Tim Makins: February 2008 Archives
My website was recently having a problem accessing pages with active content, driven from the cgi bin. When I type their address in my browser, I get a '500 Internal Server Error' page. Its text read as follows:
Internal Server Error
The server encountered an internal error or misconfiguration and was unable to complete your request.
Please contact the server administrator and inform them of the time the error occurred, and anything you might have done that may have caused the error.
More information about this error may be available in the server error log.
Additionally, a 404 Not Found error was encountered while trying to use an ErrorDocument to handle the request.
--------------------------------------------------------------------------------
Apache/1.3.39 Server at www.mapability.com Port 80
When I check in the Error Log, it says: '(24)Too many open files: couldn't spawn child process:'. How to determine what is causing this problem, and what is opening all these files? I have a number of active pages that access various databases - it could be any one of them. My server is running Apache. I also use MySQL and php pages. Maybe there is some script that is not working correctly, and is leaving open files - is there a way to find this out, and what would be the method of fixing it?
I never did determine a way to check which files were open, or if there was some way to close them again. Many search results suggested that I increase the limit of open files so that the error would go away, but that seemed rather a silly way to address the problem - I would rather find out what was causing it in the first place, and fix that. More searching, and I eventually found an interesting page on the Forum belonging to Gallery 2, the photo-gallery software that I use. It mentioned a problem that another user was having with the 'Too many open files: couldn't spawn child process' error, and suggested a simple fix. The pertinent answer read:
Our guess is that you used file / flock based locking ("site admin", bottom of the page has locking options).
If you used database based locking, an open file limit of ~100 should have been sufficient.
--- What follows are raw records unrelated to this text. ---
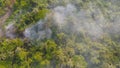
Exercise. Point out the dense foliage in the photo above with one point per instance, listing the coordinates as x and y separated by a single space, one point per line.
63 49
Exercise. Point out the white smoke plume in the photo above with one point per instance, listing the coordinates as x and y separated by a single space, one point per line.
70 19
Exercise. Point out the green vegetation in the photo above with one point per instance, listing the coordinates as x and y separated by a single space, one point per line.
62 50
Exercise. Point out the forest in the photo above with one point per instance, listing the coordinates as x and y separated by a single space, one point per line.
59 33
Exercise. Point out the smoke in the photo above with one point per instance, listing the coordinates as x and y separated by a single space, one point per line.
72 20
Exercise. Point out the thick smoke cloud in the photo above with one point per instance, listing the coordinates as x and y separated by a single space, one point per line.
70 19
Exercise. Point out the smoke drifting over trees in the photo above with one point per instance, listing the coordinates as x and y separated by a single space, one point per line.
60 34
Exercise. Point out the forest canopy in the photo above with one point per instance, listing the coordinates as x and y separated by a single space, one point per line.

Of course, once I knew what the answer was, it was easy to find more occurrences, using a Search such as "too many open files" "gallery 2". I soon discovered that this was a 'Known Issue' for Gallery 2.
Tim Will Fix It
I made the change myself. Initially, the error still occurred, though not quite as much as before.
To change this yourself, login to your Gallery, and click on Site Admin >> General Settings. Down the bottom of the page is a section:
Locking System
Gallery uses a system of locks to prevent simultaneous changes from interfering with each other. There are two types of locking, each with its advantages and disadvantages. File based locking is fast and efficient, but won't work on NFS filesystems and will be unreliable on Windows. Database locking is slower but is more reliable. If you are unsure which to choose, we recommend using file locking. If you're getting many lock timeouts, you can try switching to database locking instead. It's ok to switch back and forth.
The default setting for 'Lock system ' is File, so change it to Database and click 'Save'. The problem started improving straight away, but took a few days before the system finally settled down again. No doubt a gradual improvement will be the same in your case, too.
Ever had your website taken over? Its no fun. The other day I logged on to find that my site was partially infested with files that I hadn't put there. In certain directories there was an .htaccess file, and another with random numbers then .php - for example something like 180185.php. Had I put them there? Were they files belonging to my Blog software, Movable Type? I opened up the .htaccess in Notepad, and discovered that it took control of all 404 errors (File does not exist) and directed all requests to the numbered .php file, which then opened up a page listing all kinds of mobile phone hacks etc. A LOT of bandwidth was being used, besides filling the Google cache with all kinds of illegal rubbish purporting to come from me.
How had this got there? After a lot of searching, and a lot of red-herrings, I finally tracked down the cause to my Blogging software, Movable Type. It turned out that when installed, its settings are such that all new entries to the Blog, plus all their indexes and archives, are stored in folders with permissions set to 777. All new files have their permissions set to 666. Is that a problem? Yes, because it allows ANYONE to write to those folders, as happened to me. This page: 'Securing your weblog - CGIWrap and SuEXEC' explains the problem in greater detail as well as describing the fix.
Basically, there are two things you need to do. First, you open your 'mt-check.cgi' page in a browser - you will find it in your 'mt' directory. If (and ONLY if) it tells you "(Probably) Running under cgiwrap or suexec" then you can add an extra layer of Security to your site, by adding some lines of text to your 'mt-config.cgi' file. All you do is to open the file with Notepad or similar (NOT a word processor) and add the following lines at the bottom:
#
#=ADDED TO SET CORRECT PERMISSIONS FOR FILES AND FOLDERS=
#
DBUmask 0022
DirUmask 0022
HTMLUmask 0022
UploadUmask 0022
Save the file, and try a new entry to your Blog. You will find that the new entry has its permissions set to 644, and the folder it is in has its permissions set to 755. SUCCESS !! Now all you have to do is to go through your site and set the permissions for all those older Movable Type entry-files and folders to the above value as well!
CAVEAT: The above worked fine for me. I make no guarantees it will work for you, so would suggest you alter things and test things one step at a time, and make sure you know how to recover if you have made a mistake.